Conclusion: Our data suggests an age-dependent defect in conjugation of primary bile acids in Bangladeshi children with compensatory hydrophilic shunting. Additionally, bile acid profiles are associated with intestinal overgrowth.

Keywords: Bangladesh; Bile acid metabolism; Environmental enteric dysfunction; Malnutrition; Small intestinal bacterial overgrowth.

Figure 1

Percent distributions comparing the younger Bangladeshi infants' serum bile acids and C4 Levels to the American children are displayed with mean and standard deviation. Secondary bile acid derivatives include 7-Keto DCA, 7-Keto LCA, 3-Keto LCA, isoDCA, isoLCA, and allo isoLCA. Bangladeshi infants demonstrate a deficiency in primary bile acid conjugation as compared to American children with compensatory increase in hydrophilic primary sulfated bile acids. C4 is also increased.

Figure 2

Stool and plasma bile acid pools were compared in Bangladeshi 6-9-month-old. Plasma distribution is shown as shaded box-and-whisker plots while stool distribution is illustrated with clear box-and-whisker plots. The central line in each box represents the median, while the box spans the interquartile range (IQR). Whiskers extend to 1.5 times the IQR, with individual points representing outliers. There were no significant differences between the groups in regard to bile acid percent distributions.

Figure 3

Compared in the Bangladeshi infants. A: Log transformed secondary conjugated bile acid concentrations were plotted against small intestine bacterial overgrowth area under the curve in the Bangladeshi infants.

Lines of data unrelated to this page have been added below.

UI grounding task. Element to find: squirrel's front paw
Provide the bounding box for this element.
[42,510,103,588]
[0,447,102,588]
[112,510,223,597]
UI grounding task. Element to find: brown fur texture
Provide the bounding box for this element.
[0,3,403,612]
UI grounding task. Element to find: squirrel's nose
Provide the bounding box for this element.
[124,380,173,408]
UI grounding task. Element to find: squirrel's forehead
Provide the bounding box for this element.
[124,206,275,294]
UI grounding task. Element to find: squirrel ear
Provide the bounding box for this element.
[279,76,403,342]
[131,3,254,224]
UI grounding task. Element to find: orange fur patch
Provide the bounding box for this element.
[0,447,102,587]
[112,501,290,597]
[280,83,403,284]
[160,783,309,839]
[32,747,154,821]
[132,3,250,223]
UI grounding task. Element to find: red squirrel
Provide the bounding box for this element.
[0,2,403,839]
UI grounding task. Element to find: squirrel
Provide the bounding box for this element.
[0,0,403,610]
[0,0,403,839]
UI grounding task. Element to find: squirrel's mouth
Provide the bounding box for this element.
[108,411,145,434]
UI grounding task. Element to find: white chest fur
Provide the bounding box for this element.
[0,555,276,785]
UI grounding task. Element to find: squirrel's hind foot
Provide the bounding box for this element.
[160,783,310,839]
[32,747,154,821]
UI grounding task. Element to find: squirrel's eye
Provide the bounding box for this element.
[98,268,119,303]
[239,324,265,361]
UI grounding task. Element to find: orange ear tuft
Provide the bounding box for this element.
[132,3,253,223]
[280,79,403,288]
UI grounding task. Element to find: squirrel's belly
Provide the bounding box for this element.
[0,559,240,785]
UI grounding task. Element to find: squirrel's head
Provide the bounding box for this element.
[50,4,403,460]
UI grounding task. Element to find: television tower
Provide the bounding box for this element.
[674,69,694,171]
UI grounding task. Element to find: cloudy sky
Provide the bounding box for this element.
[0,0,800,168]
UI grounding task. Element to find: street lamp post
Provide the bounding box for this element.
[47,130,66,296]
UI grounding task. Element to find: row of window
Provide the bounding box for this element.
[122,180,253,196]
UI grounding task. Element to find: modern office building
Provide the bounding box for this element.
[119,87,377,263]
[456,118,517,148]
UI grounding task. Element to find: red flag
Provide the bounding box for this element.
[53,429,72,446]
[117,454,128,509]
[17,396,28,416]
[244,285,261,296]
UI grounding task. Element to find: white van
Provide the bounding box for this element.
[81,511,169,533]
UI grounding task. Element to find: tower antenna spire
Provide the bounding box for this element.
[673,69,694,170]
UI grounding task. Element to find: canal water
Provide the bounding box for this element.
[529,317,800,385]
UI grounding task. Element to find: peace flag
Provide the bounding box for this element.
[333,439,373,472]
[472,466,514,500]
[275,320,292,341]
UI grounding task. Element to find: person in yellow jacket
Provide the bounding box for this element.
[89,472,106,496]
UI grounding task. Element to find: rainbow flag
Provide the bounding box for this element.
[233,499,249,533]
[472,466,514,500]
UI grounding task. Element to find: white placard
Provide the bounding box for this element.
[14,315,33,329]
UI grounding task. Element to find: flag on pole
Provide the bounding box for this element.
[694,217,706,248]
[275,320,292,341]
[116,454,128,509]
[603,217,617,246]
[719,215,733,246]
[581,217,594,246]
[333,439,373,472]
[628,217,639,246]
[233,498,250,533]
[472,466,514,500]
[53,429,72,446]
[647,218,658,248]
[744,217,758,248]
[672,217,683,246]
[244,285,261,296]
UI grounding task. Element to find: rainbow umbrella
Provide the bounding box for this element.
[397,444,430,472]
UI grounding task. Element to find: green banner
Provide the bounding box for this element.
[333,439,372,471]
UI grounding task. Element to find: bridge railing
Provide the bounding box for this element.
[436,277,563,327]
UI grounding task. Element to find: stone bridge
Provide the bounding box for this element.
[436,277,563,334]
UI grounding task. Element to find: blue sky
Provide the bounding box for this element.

Small intestine bacterial overgrowth area under the curve is associated with a decrease in secondary conjugated bile acids (β = -1096.68, P = 0.05); B: Log transformed myeloperoxidase were regressed on secondary sulfated bile acid concentrations in the Bangladeshi infants. As myeloperoxidase increases, there is a decrease in the concentration of secondary sulfated bile acids (β = -0.40, P = 0.04). AUC: Area under the curve; SIBO: Small intestine bacterial overgrowth; MPO: Myeloperoxidase.

Figure 4

Compared in the Bangladeshi infants. A: Primary unconjugated bile acid concentrations are plotted against weight-for-age Z scores in the Bangladeshi infants. There is a significant correlation with drop in weight-for-age Z score as primary unconjugated bile acid concentrations increase (β = -0.01, P = 0.01); B: Primary unconjugated bile acid concentrations are plotted against height-for-age Z scores in the Bangladeshi infants. There is a significant correlation with drop in height-for-age Z score as primary unconjugated bile acid concentrations increase (β = -0.01, P = 0.03). HAZ: Height-for-age Z scores; WAZ: Weight-for-height Z scores.

Figure 5

Log transformed C4 concentrations were regressed on height-for-age Z scores in the Bangladeshi infants. Regression shows that there is an increase in height-for-age Z scores with increased C4 Levels (β = 0.65, P = 0.04).

Figure 6

Box-and-whiskers plot showing percent distribution of bile acids in plasma between the Bangladeshi infants (aged 6-9 months) and the Bangladeshi children (aged 2-years-old). The younger Bangladeshi infants' distributions are shown in blue and the older Bangladeshi children are shown in orange. If P value was not denoted, there was no significant difference between the two groups. The central line in each box represents the median, while the box spans the interquartile range (IQR). Whiskers extend to 1.5 times the IQR, with individual points representing outliers. The younger infants showed higher levels of unconjugated bile acids compared to their older counterparts.